I trust everyone had a good Christmas. We did in the Oilpressure household. We got great personal news on Dec 22, which made it a great Christmas. All of the gifts we opened on Christmas Day were simply a bonus. Susan and I had a Zoom meeting with the surgeon at the University of Louisville that specializes in the NanoKnife procedure. The U of L is a leading center in the US for NanoKnife technology. The surgeon has reviewed all of her scans, lab work and records and says she is an excellent candidate for the procedure. We will travel to Louisville on Feb 1, and she will have the surgery on Wednesday Feb 3.

Keeping my priorities in order, I asked if she would still be able to go to Barber on Apr 11, and he said she should be able to. She will start radiation therapy in May. That will slightly alter our Friday schedules at IMS, but she should be able to travel each weekend and be in attendance each weekend. That is assuming that there will be a semi-normal Month of May.

Once we had Plan B in place and got dates set, Susan’s spirits rose tremendously. To get that kind of news just before Christmas was incredible. So, yes – we had a very nice Christmas.

Unfortunately, we race fans got some troubling news just a few days before the new year. IndyCar driver John Paul, Jr. lost his twenty-year battle with Huntington’s Disease – an inherited neurological disease, with symptoms similar to Parkinson’s Disease. Paul’s mother, grandmother aunt and sister died of the disease, and Paul passed away last Tuesday night at the age of sixty – an age that is getting younger all the time.

Most likely, you didn’t see any mention of Paul’s death on ESPN or any national news site.
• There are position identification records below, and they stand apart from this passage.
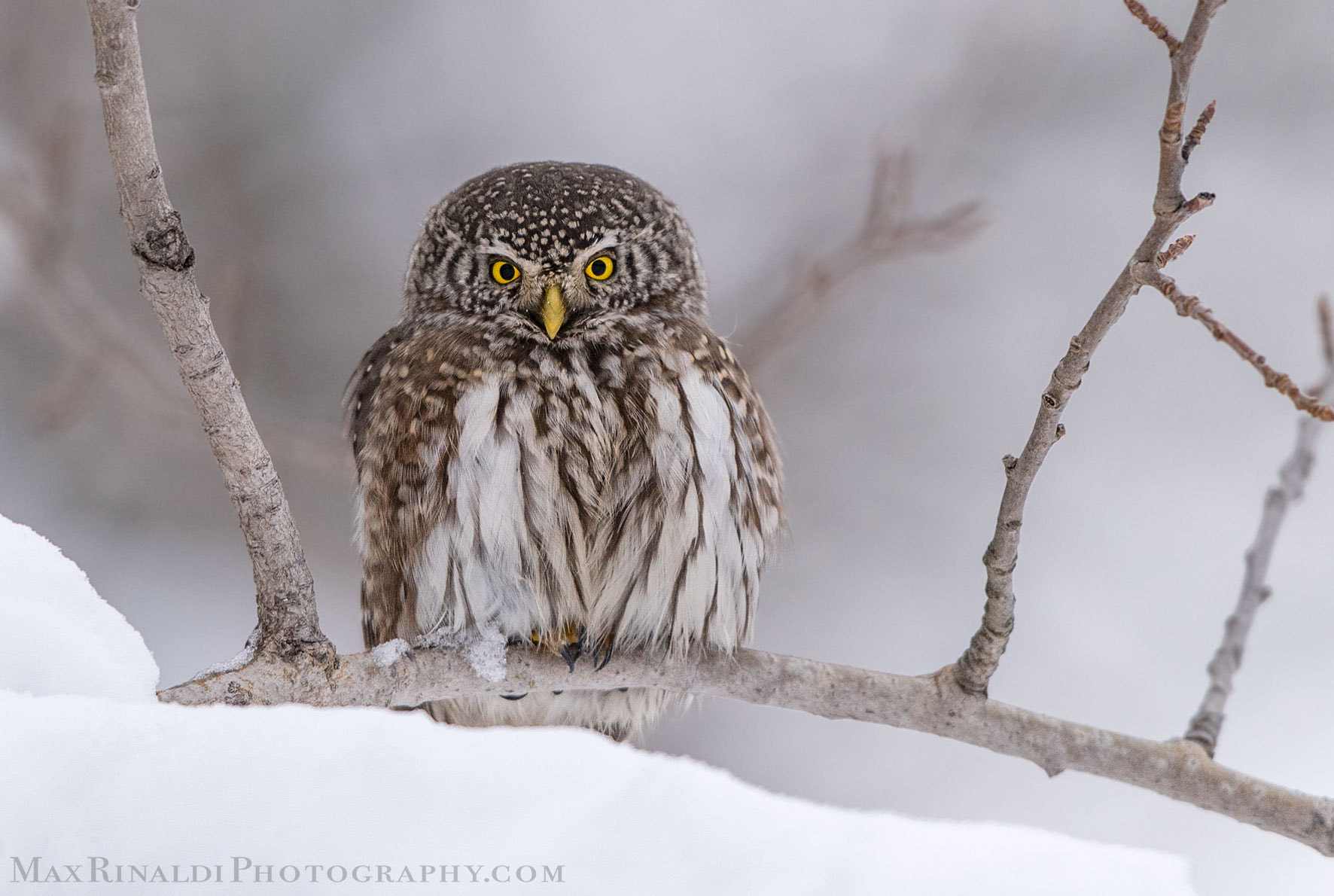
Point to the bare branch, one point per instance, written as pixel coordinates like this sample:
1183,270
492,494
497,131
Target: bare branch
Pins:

It got the expected coverage on most of the racing outlets, but I’m willing to bet that there are a lot of newer fans or more casual fans that have no idea who John Paul, Jr. was and what an example of perseverance his story became.

In the early eighties, John Paul, Jr. was known primarily as a sports car driver. He won the overall title at the 24 Hours of Daytona twice, as well as the 12 Hours of Sebring. In 1982, he became the youngest IMSA GT champion at the age of twenty-two.

Al Unser, Jr convinced John Paul, Jr to give IndyCar a try. He joined Rudy van der Straten’s racing team for the 1983 CART season. He crashed in practice for the 1983 Indianapolis 500 and failed to qualify, but he had five Top-Five finishes in a thirteen-race season, including winning at the Michigan 500 – finishing eighth in points.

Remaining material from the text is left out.